This has led to a full-fledged power vacuum. Rumors have continually pointed to the Titans being sold. And you know things are wacky when we get talk of Jimmy Haslem taking over.
But, the real thing to take away from this? The NFL is a business where the head coaches and general managers create "types." Whisenhunt, for instance, has a known type: tall, strong-armed, inaccurate and immobile pocket quarterbacks. Think John Skelton, Ryan Lindley and Matt Leinart.
Mettenberger fits cleanly into that group, which explains why we'd seen plenty of talk about Mettenberger remaining the starter next season.
But here's a better question: If nobody believes in Whisenhunt, how much power will he actually have once ownership changes hands? Why should we believe he'll survive the power vacuum lingering over the Titans now? Is it his inspiring 20 wins over his last four years of coaching? Is it his horrendous game management that contributed to the Browns coming back from a 28-3 deficit last season?
In Mariota, the Titans have a quarterback with the raw physical tools Webster clearly craves. Not that Webster has a case to stick over Whisenhunt, but he'd be wise to look past his head coach's archetype here and stick with his own.

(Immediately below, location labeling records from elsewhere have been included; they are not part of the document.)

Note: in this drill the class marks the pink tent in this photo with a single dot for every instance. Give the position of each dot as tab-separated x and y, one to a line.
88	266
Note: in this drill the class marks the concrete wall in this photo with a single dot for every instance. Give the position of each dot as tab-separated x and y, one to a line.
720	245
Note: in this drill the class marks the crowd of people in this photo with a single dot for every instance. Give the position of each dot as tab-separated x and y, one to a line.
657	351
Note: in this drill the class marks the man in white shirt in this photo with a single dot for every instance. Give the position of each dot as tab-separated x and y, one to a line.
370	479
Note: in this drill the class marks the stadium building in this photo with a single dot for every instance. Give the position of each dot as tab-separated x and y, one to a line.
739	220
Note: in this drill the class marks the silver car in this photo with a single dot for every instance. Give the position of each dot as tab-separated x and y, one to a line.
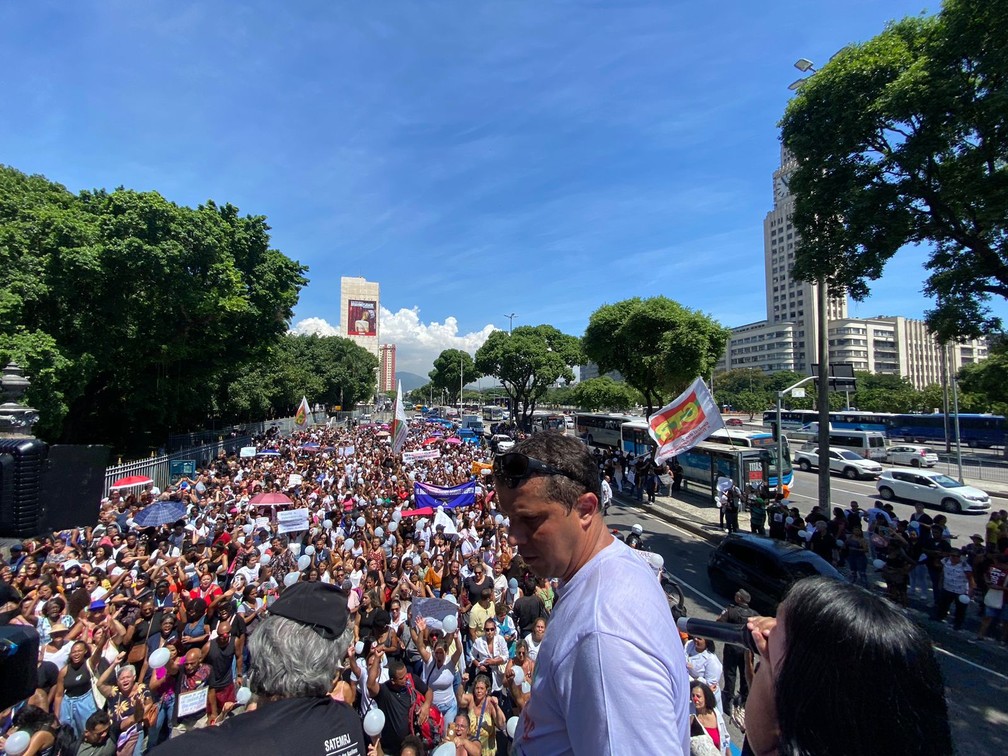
911	454
931	487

NFL front offices have their share of politics, and should Mariota turn out, it's going to be hard to fire the general manager who drafted a star quarterback last season. Tennessee needs only to look up at divisional rival Indianapolis, where general manager Ryan Grigson has been able to absorb a lot of criticism because he drafted Andrew Luck.

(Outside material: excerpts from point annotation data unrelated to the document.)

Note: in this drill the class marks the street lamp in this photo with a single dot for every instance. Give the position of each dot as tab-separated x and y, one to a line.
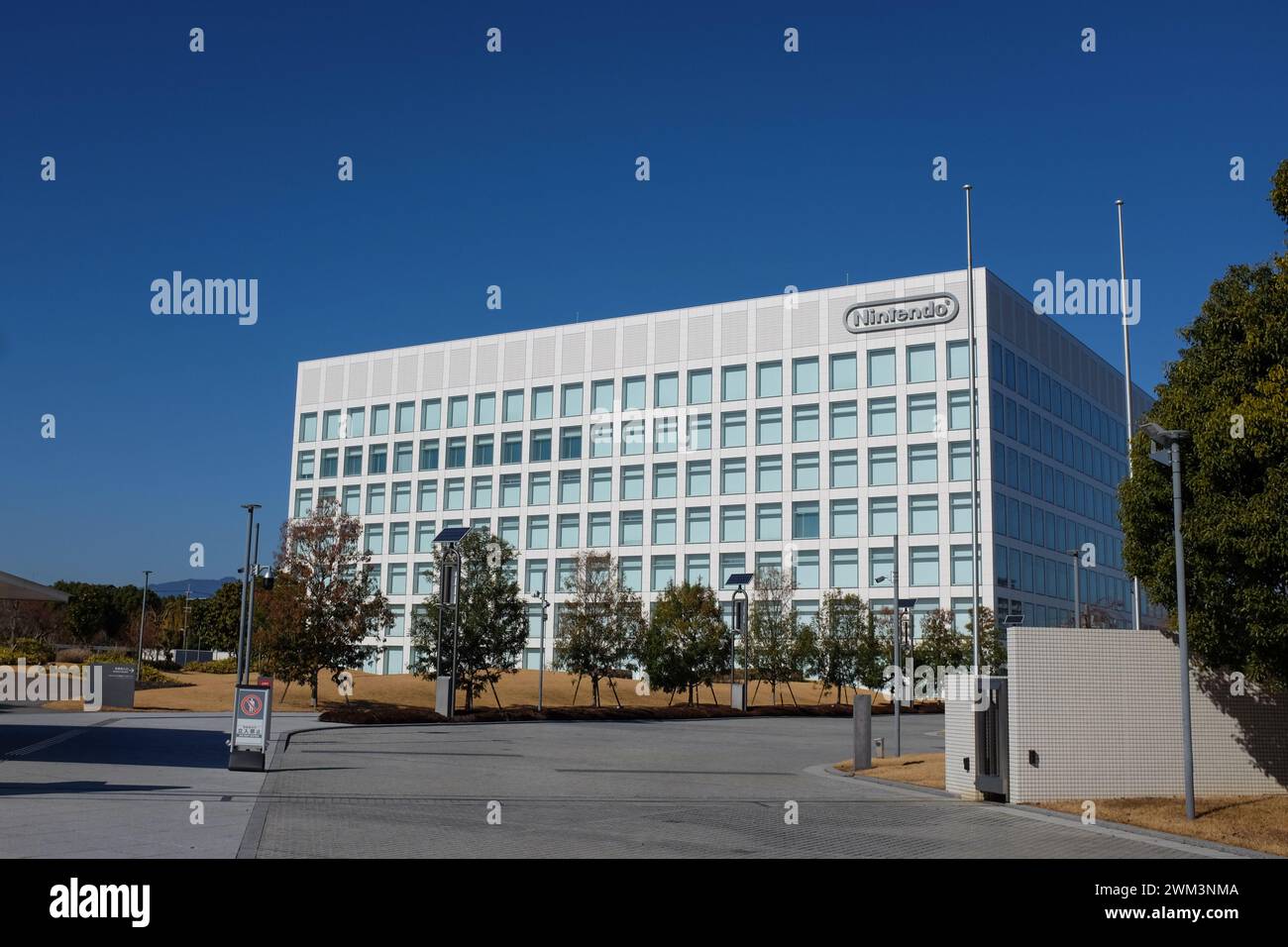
1077	590
1170	453
143	615
449	594
738	698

Should the Titans draft Mariota and watch him go full Blake Bortles—well, they've essentially risked nothing on it. They're not holding back a potential starter anywhere on the roster. They're not sabotaging a potential playoff team.

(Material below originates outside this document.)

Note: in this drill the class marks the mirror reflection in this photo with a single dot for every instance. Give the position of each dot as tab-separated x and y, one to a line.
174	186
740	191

There are no Andrew Lucks in an average draft
Marcus Mariota is not Andrew Luck. Because nobody is.
Every quarterback selection is a roll of the dice. Robert Griffin was the second-best quarterback prospect I've seen in college, and thus far his career has flopped. Luck has turned out to be excellent, but even he has not touched Peyton Manning's efficiency yet.
To let that wisdom trap you and keep you from drafting a quarterback is to essentially give up any chance at the biggest difference-maker a team can have: a true star quarterback.
I believe Mariota has the most upside of any passer in this class. Higher than Jameis Winston, and higher than Brett Hundley. It takes a lot of projection out of his system in Oregon, and should probably lead to a team meeting him halfway with his college offense while they try to develop his NFL concepts.
He could also be an utter failure. He could play so fish-out-of-water in an actual NFL offense that it's unfathomable, much like Bortles did in 2014.
I tend to see Mariota as a boom-bust pick. A player that will either dominate the league for years, or fall off the radar after his rookie contract and be unheard of after that.
But if any situation calls for a player like that, it's this mess in Tennessee. Even with the defensive improvements, the roster is horrendous. Both the head coach and general manager are closing in on needing a Hail Mary to save their jobs. New ownership is a factor that threatens to change the entire dynamic of the situation.
Would it worry me to have a quarterback be developed by people who might not have a tomorrow? Sure. But this situation envelops the entire organization. USC defensive tackle Leonard Williams, Nebraska edge-rusher Randy Gregory...wherever this organization goes, no matter how many draft picks they pick up, they're all being developed by people who may not have a future in the organization.
The Titans might as well bank on the one player who, if everything goes right, can lift the entire franchise out of the doldrums.